Les groupes de défense des droits ont accusé l’UST et l’armée égyptienne d’avoir commis des atrocités dans leur guerre contre les groupes de combattants dans le Sinaï.

Depuis que l’armée a déclaré la défaite de la « Province du Sinaï » en 2022, la mission de l’UST dans le Sinaï reste floue. Selon Organi, l’UST fait désormais partie de l’ATU, qui comprend des groupes tribaux de tout le pays, dont Sollum, village bédouin près de la frontière libyenne, Marsa Matruh et la Haute-Égypte.

Selon des sources du Sinaï et la source sécuritaire, le « Groupe 55 » a été le principal moteur de la formation de l’UST d’Organi. Depuis de nombreuses années, cette formation a assumé la tâche de communiquer, de coordonner et de traiter toutes les questions liées aux tribus du Sinaï, après avoir tissé des relations solides avec la plupart des chefs tribaux influents.

MEE a contacté l’armée égyptienne et l’ATU pour obtenir leurs commentaires, mais n’avait pas reçu de réponse au moment de la publication.

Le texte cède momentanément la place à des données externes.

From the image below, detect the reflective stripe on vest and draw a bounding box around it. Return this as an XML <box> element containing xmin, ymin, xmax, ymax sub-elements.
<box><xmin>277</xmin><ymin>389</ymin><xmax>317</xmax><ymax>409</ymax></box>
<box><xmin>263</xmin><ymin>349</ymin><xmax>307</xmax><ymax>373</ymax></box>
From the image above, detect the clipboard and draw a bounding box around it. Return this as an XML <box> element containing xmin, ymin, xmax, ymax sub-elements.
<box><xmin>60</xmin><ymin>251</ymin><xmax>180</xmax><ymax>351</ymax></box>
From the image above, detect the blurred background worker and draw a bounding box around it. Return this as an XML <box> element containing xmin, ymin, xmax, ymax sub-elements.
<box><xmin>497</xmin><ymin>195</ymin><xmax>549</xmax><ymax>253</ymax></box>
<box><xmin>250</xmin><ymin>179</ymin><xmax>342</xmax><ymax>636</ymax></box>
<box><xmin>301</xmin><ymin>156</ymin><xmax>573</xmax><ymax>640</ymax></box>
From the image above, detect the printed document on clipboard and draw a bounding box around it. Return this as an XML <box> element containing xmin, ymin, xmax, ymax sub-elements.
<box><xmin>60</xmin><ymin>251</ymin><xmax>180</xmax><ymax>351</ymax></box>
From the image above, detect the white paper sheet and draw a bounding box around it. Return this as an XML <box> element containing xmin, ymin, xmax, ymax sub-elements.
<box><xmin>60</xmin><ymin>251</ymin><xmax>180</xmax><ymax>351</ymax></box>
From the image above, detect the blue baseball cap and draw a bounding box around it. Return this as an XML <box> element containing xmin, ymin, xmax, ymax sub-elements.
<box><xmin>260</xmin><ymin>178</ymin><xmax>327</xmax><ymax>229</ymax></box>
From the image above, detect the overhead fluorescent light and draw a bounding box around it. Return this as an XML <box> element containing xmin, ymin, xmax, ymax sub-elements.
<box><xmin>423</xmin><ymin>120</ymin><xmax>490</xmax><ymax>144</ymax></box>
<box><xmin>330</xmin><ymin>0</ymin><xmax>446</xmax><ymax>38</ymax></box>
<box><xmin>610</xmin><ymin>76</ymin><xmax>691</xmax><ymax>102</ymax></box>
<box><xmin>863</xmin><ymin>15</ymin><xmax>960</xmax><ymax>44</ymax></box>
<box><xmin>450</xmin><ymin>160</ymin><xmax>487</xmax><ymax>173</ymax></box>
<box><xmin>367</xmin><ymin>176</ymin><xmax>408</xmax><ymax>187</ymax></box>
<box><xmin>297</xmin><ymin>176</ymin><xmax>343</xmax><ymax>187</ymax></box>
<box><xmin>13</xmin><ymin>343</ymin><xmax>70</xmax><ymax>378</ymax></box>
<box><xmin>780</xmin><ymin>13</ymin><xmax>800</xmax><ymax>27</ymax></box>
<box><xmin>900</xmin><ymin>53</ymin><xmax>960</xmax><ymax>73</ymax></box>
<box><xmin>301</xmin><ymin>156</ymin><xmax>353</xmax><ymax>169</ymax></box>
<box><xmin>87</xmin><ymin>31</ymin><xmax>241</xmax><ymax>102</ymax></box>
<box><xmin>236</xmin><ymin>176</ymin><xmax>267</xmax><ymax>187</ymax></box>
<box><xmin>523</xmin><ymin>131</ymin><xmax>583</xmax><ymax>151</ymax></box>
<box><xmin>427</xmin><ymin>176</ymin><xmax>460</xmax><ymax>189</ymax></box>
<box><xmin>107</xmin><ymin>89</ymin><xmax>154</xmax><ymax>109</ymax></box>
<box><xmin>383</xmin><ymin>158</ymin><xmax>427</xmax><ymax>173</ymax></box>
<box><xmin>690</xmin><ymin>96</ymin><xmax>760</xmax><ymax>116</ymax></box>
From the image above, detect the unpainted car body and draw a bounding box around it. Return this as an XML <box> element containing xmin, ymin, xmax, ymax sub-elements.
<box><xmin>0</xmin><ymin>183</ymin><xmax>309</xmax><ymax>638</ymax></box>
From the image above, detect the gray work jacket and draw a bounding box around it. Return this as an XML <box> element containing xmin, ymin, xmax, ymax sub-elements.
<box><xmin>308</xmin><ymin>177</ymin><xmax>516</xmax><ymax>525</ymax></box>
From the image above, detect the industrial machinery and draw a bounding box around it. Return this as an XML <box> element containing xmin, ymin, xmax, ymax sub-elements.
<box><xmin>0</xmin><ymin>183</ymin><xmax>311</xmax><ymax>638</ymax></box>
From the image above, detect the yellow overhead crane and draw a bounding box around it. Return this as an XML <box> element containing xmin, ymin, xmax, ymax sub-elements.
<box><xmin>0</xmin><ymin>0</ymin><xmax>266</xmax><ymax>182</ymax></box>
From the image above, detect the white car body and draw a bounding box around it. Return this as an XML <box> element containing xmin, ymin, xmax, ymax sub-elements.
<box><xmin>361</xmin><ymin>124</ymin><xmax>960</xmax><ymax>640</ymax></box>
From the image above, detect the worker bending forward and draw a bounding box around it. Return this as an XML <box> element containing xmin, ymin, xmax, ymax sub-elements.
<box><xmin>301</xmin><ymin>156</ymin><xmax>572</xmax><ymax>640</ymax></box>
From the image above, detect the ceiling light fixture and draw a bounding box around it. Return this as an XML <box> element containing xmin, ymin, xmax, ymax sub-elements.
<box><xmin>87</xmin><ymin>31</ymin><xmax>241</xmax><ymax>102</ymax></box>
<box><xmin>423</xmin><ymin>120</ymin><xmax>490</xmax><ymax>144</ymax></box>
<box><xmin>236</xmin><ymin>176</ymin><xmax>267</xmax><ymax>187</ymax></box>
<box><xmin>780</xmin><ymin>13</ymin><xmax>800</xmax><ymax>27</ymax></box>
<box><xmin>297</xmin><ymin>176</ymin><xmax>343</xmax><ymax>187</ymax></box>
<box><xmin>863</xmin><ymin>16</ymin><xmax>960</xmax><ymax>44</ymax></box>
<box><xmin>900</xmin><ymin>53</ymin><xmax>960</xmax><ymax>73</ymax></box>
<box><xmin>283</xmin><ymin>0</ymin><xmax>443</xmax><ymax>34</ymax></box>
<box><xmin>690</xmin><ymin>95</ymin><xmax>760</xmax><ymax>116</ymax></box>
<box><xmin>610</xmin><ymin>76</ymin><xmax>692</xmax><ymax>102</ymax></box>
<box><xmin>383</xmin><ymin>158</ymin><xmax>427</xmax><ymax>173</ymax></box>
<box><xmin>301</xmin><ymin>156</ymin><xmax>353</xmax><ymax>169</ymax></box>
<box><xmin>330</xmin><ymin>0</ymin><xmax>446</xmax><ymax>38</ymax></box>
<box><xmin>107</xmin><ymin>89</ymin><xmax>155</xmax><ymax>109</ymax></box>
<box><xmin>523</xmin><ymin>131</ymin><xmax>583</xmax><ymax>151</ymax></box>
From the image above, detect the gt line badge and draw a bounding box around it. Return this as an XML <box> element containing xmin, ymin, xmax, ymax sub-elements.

Selon les trois sources du Sinaï, lors des réunions entre le Groupe 55 et les chefs tribaux du Sinaï, un certain nombre de participants ont déclaré qu’il serait difficile de se conformer aux demandes officielles d’empêcher l’entrée des Palestiniens dans le Sinaï et de signaler tout mouvement à travers les frontières, même avec la promesse que le gouvernement accueillerait toutes les personnes déplacées.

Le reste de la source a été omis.